After talking with Dr. Brian Bressler, he realized that gastroenterology, and particularly IBD, was the perfect next step in his medical career.

“GI is both medical and procedural — it’s a bridge between medicine and surgery,” explains Dr. Rosenfeld, adding, “In gastroenterology, you do endoscopy, which is a procedural specialty, but it’s also the medicine of treating patients with a chronic condition like Inflammatory Bowel Disease. I really liked the idea of providing longitudinal care with the ability to be the end of the road, where I could perform procedures that would actually help somebody.”

With these goals in mind, Dr. Rosenfeld made the decision to head back to school. Seven years later, he had completed his gastroenterology training, and under the supervision of Dr. Bressler, he became the first fellow to complete UBC’s IBD fellowship. During that fellowship, he also completed a master’s degree in clinical epidemiology.

It was a long road and a huge commitment for his entire family. “I’m not really sure in retrospect how I did it,” says Dr. Rosenfeld. However, now that he has a thriving gastroenterology practice and a happy, almost-grown, family, he’s glad he made the sacrifice because it’s given him the opportunity to make a real, and sometimes dramatic, difference in his patients’ lives. He points to the example of a patient who had been suffering for a long time with undiagnosed bowel issues. The patient was depressed and had been off work. “It had been a classic downward spiral,” says Dr. Rosenfeld, but that changed drastically over a two-day period. “I saw the patient for the first time on a Wednesday, performed a colonoscopy on Friday and prescribed treatment right away. After three years of being sick, he was diagnosed and treated within 48 hours. Two weeks later he and his wife came back to my office and she was in tears with gratitude.”

It’s not always this straightforward, but this experience and those like it are what inspire Dr. Rosenfeld. “You won’t do well in medicine unless you want to help people. You have to really care about people to be able to heal people. I want The IBD Centre to be a place where people leave feeling good about having seen me and all of the health-care providers of the Centre. Healing others helps to make the world a little bit better place and I am lucky to be able to try to do that every day,” he says.

As the person with his finger on the pulse and leading the operational push behind just about every aspect of The IBD Centre of BC — including strategy, development, communications and more — Dr. Rosenfeld is bringing that light into the lives of many IBD sufferers from around the province.

He says The IBD Centre of BC is his professional legacy. “Helping one person at a time and hearing his or her gratitude is great. But I want to help more people than that, and more people than I can reach personally need our help.”

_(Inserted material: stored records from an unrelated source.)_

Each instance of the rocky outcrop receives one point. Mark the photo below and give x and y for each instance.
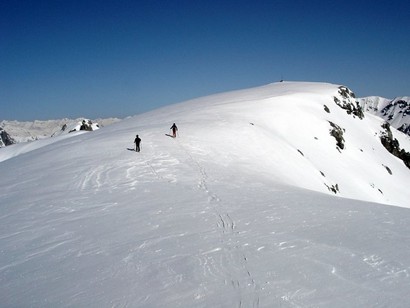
(337, 132)
(347, 101)
(392, 144)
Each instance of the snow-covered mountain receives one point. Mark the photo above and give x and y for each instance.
(242, 209)
(29, 131)
(396, 112)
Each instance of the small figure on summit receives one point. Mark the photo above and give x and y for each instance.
(137, 142)
(174, 130)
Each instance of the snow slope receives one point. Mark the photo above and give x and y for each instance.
(396, 111)
(228, 214)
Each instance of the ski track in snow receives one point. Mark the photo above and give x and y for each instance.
(246, 288)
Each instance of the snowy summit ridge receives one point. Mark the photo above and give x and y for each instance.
(241, 209)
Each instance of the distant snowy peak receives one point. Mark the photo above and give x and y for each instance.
(396, 112)
(19, 132)
(5, 138)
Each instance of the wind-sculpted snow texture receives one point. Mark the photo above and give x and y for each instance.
(218, 217)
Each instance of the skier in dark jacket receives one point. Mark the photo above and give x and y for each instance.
(174, 130)
(137, 142)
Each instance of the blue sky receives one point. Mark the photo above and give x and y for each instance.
(120, 58)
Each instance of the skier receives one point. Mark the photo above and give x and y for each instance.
(174, 130)
(137, 142)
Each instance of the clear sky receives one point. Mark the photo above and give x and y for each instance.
(119, 58)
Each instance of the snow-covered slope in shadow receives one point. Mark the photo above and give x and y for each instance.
(219, 216)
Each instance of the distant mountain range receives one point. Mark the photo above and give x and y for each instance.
(257, 202)
(12, 132)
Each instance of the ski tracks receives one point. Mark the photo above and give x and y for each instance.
(239, 275)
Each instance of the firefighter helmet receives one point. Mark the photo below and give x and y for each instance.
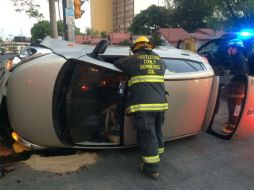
(141, 43)
(236, 43)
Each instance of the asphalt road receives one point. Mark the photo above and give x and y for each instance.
(200, 162)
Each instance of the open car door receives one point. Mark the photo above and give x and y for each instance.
(88, 102)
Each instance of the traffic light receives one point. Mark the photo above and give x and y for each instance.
(77, 8)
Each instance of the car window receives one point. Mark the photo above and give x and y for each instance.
(183, 66)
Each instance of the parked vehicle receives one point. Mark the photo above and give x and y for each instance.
(216, 53)
(75, 97)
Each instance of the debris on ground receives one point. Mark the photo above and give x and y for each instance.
(62, 164)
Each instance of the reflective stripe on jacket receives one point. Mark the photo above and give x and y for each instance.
(146, 78)
(151, 159)
(146, 91)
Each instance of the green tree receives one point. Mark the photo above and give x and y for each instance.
(103, 34)
(235, 14)
(219, 14)
(149, 20)
(40, 30)
(156, 39)
(29, 7)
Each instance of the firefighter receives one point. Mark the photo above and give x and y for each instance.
(236, 89)
(146, 101)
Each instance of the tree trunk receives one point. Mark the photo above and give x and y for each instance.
(53, 24)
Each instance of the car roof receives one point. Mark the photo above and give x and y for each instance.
(73, 50)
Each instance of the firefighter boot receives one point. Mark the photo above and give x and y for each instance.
(228, 128)
(151, 174)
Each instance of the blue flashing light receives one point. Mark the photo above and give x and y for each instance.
(246, 33)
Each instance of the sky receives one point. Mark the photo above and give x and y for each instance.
(16, 24)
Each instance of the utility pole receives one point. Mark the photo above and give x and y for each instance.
(53, 23)
(68, 20)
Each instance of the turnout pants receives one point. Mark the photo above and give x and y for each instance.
(150, 137)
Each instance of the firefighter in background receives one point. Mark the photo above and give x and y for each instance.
(146, 101)
(236, 89)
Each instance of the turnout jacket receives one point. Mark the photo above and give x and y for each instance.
(146, 90)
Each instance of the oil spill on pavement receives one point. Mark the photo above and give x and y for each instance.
(58, 161)
(62, 164)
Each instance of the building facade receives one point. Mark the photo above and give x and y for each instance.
(115, 15)
(111, 15)
(101, 15)
(123, 13)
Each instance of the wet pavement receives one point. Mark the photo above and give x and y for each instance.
(199, 162)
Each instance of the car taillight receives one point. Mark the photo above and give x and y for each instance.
(85, 87)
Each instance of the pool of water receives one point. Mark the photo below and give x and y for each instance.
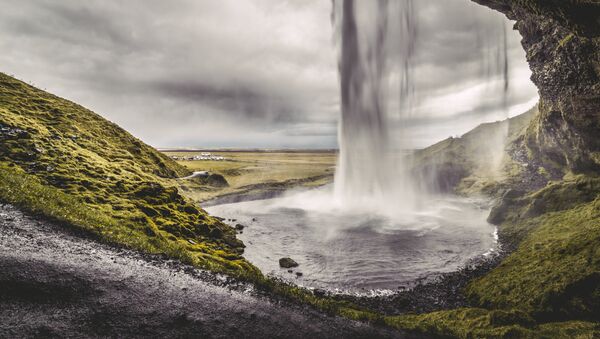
(360, 251)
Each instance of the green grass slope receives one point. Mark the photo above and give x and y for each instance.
(60, 160)
(549, 285)
(465, 165)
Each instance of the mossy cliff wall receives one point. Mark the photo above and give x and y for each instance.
(562, 42)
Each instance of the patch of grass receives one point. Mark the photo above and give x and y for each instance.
(555, 271)
(482, 323)
(245, 171)
(63, 161)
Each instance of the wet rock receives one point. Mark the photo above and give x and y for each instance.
(287, 263)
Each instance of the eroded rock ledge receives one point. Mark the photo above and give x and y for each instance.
(562, 41)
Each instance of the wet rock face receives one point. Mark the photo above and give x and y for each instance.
(562, 42)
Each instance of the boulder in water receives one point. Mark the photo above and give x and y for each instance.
(287, 263)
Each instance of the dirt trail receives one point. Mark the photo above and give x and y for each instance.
(57, 284)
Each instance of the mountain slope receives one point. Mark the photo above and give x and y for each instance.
(60, 160)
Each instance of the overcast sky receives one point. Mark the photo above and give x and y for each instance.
(252, 73)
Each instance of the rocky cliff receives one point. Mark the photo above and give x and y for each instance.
(562, 41)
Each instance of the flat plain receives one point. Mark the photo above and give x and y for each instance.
(256, 173)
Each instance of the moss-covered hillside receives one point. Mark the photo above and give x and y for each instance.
(468, 164)
(548, 219)
(60, 160)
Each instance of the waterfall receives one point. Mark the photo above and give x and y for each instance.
(376, 41)
(367, 168)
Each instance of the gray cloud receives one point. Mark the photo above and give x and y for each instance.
(257, 73)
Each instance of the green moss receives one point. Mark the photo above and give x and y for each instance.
(64, 162)
(50, 145)
(482, 323)
(555, 271)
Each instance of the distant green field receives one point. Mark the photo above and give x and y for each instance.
(256, 170)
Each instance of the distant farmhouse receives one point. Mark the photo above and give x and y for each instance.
(202, 156)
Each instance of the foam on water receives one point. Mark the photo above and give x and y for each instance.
(360, 250)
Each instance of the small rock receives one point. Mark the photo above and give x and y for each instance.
(287, 263)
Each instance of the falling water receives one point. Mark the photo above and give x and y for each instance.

Dr. Rosenfeld believes a new model of care like The IBD Centre of BC is particularly important for people with inflammatory bowel disease because it can be such a tragic disease that affects young people just as they are starting their careers and having families.

While The IBD Centre of BC is providing much-needed, first-class multidisciplinary treatment by a myriad of health-care providers to these patients, Dr. Rosenfeld says it’s the education the Centre provides to patients, their families and health-care professionals around the province that may be its most important contribution.

“It’s a disease that people don’t talk about it”, he explains, adding, “People aren’t okay to say they’re [soiling themselves] five times a day in the way that they would be okay to talk about their breast cancer or their prostate cancer. It’s such a silent disease that people don’t want to talk about it, so they don’t get the answers to the questions they have. We’re trying to change that and make their lives better.”